06 March 2006
By ANDREW JANES
Long-addicted to cheap abundant Middle East oil, the United States – and the rest of the world – may soon have to go on the methadone programme.
That is the message from American oil industry insider Matthew Simmons, who is in New Zealand to speak at Crown Minerals' 2006 Petroleum Conference, which starts today.
Mr Simmons is the founder, chairman and chief executive of Simmons and Co, an investment bank specialising in the oil industry, which counts Halliburton, General Electric and the World Bank among its clients. He served as an energy adviser on the Bush-Cheney 2000 presidential campaign and most recently caused a stir in energy circles with his book – Twilight in the Desert – The Coming Saudi Oil Shock and the World Economy, published last year.

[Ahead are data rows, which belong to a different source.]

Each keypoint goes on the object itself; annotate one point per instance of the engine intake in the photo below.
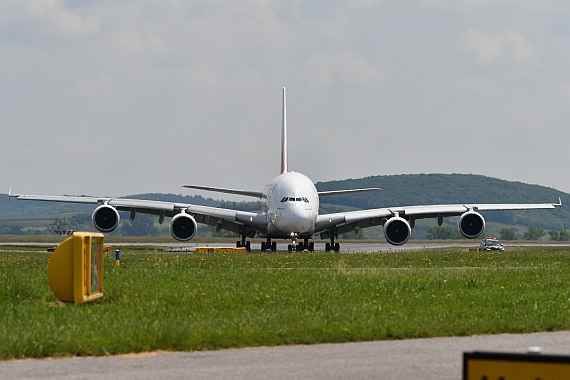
(397, 230)
(105, 218)
(183, 227)
(471, 224)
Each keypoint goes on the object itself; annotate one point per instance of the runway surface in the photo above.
(429, 359)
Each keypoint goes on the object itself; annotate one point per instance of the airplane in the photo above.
(290, 211)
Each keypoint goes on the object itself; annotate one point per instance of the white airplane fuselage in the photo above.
(291, 206)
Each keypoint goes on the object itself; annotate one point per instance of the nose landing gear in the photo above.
(301, 246)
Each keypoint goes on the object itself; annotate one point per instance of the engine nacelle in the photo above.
(105, 218)
(397, 230)
(471, 224)
(183, 227)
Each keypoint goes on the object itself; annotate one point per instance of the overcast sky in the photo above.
(126, 97)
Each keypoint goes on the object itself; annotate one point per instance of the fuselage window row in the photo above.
(293, 199)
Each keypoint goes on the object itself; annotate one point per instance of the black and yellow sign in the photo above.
(75, 269)
(512, 366)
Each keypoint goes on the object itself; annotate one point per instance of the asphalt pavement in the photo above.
(428, 359)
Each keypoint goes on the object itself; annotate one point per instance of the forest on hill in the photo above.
(27, 217)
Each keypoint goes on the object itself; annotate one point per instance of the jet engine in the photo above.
(183, 227)
(397, 230)
(105, 218)
(471, 224)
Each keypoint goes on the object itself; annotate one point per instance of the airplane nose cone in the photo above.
(295, 219)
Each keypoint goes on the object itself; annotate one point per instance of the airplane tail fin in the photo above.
(284, 160)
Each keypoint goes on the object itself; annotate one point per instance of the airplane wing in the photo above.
(247, 193)
(242, 222)
(402, 218)
(351, 191)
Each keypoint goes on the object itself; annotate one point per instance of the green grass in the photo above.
(168, 301)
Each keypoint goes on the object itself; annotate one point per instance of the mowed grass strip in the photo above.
(181, 301)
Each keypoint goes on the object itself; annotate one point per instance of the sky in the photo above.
(127, 97)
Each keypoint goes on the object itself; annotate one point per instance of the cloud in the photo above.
(52, 17)
(491, 49)
(346, 67)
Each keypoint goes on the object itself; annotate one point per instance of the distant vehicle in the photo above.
(491, 244)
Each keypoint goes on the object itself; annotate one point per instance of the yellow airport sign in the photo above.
(75, 269)
(220, 250)
(512, 366)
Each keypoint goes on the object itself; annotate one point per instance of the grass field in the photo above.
(181, 301)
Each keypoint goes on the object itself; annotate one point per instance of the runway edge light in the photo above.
(75, 269)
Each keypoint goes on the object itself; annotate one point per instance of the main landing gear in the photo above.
(265, 245)
(305, 245)
(332, 246)
(245, 244)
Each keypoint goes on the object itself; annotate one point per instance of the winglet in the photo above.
(284, 160)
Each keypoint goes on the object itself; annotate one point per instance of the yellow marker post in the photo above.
(515, 366)
(75, 269)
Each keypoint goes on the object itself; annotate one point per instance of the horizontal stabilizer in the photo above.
(342, 192)
(255, 194)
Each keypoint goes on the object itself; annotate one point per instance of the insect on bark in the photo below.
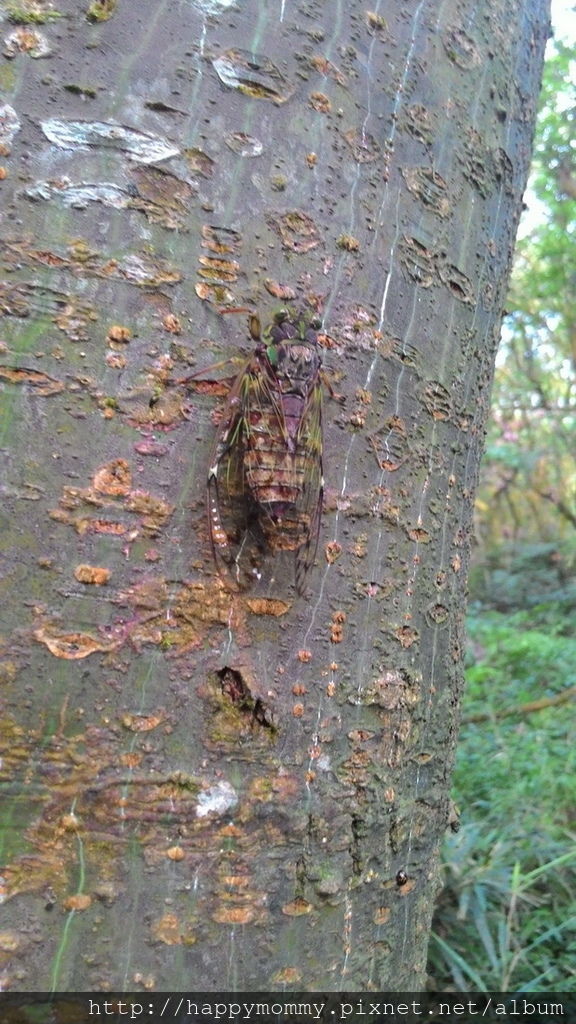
(264, 480)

His basic thesis, which he came to after poring over thousands of pages of technical reports, is that some of the world's largest oil fields are running out a lot quicker than what he calls the "infinitely smug" forecasts coming out of organisations such as the International Energy Agency suggest.
In his book Mr Simmons predicts that the price of a barrel of oil (currently about $US60) will be in the high triple digits within a few years. And he is willing to put his money where his mouth his, making a highly public $US5000 bet with a New York Times columnist that oil prices will be at $US200 a barrel by 2010.
"I'm not sure about the exact date but it's well within the realms of possibility," Mr Simmons says.
"I wouldn't have just said that for the publicity."
Simmons says that more than 30 years running Simmons and Co has made him a highly cynical observer of conventional wisdom in the oil and gas industry.
He kept wondering how energy industry analysts could come up with such specific predictions about how much oil could be produced when most of the data on the fields was kept secret by the large oil companies.
"This is an industry that's being run by anecdote."
One of the main things Simmons calls for in his book is energy data reform – requiring the oil majors, including Saudi Arabia's state-owned oil company Saudi Aramco, to provide quarterly reports on all of their oil fields.
But unlike many in the peak oil movement – who predict a doomsday scenario of economic collapse and wars over scarce resources – Mr Simmons is optimistic that the world will figure out ways to deal with permanently high oil prices.
"I think we are primarily going to figure out how to use a lot less energy through changes in the way we distribute goods over long distances and by letting more people work from where they want."
He says he is still close to the Bush administration and recently met US Secretary of Energy Sam Bodman, whom he says is taking the issue seriously.
And he describes President George Bush's State of the Union speech in January, in which Mr Bush talked of breaking America's addiction to oil and ramping up investment in alternative energy, as "one of the really great turning points in America's history".
"I think the message of breaking our addiction to oil is one that we are going to hear a lot more of from Bush and whoever replaces him."